Value function decomposition has achieved notable success in Multi-Agent Reinforcement Learning (MARL) under the centralized training with decentralized execution paradigm. Traditional value function decomposition methods typically employ monotonic mixing networks to decompose the optimal joint action-value function in order to ensure consistency between joint and local action selections. However, these networks often face limitations in representational capacity and sample efficiency, making it difficult to accurately fit the reward function and achieve stable convergence, thus leading to suboptimal results.
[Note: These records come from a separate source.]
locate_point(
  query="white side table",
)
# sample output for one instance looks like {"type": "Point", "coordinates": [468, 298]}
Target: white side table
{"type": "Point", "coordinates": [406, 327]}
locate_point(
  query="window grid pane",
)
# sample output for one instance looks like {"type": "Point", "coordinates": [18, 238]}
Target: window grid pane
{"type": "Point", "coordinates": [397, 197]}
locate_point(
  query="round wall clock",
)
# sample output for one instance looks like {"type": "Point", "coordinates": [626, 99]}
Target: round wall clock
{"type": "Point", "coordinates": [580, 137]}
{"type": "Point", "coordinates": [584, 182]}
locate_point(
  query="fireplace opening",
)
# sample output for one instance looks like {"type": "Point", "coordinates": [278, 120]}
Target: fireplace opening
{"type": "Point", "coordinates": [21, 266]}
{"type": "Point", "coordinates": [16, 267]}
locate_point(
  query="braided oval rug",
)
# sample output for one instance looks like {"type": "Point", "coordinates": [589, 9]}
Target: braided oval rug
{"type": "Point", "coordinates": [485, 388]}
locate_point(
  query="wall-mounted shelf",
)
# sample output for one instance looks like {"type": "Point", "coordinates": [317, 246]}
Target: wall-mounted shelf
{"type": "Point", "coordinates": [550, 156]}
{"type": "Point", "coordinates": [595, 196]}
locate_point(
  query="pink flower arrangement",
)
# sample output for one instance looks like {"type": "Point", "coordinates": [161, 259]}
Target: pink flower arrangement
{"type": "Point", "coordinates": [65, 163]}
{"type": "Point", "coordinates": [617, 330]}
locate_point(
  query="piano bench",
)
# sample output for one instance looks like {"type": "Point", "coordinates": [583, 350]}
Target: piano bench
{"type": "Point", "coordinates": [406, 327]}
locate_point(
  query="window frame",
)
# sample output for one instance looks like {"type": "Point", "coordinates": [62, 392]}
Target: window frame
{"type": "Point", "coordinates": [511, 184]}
To address these challenges, we propose a novel MARL framework called Hierarchical Residual Q-network (HRQ). The HRQ framework adheres to the Individual-Global-Max principle while applying more relaxed constraints. It features an Outer Residual Network (ORN) that adjusts the joint action-value function to enhance the representational capacity of the mixing network. Additionally, HRQ incorporates an Inner Residual Entropy Auxiliary Network (IREAN) to refine individual action-value functions, addressing credit assignment and value overestimation problems arising from task diversity and agent independence in MARL. Our approach enhances exploration efficiency, sample efficiency, and convergence stability. Extensive experiments on multi-agent cooperative benchmarks, including predator-prey and StarCraft, demonstrate that HRQ outperforms existing methods in convergence speed, stability, and adaptability. Compared with the best comparison method, HRQ achieves an overall performance improvement of 10 %–20 %.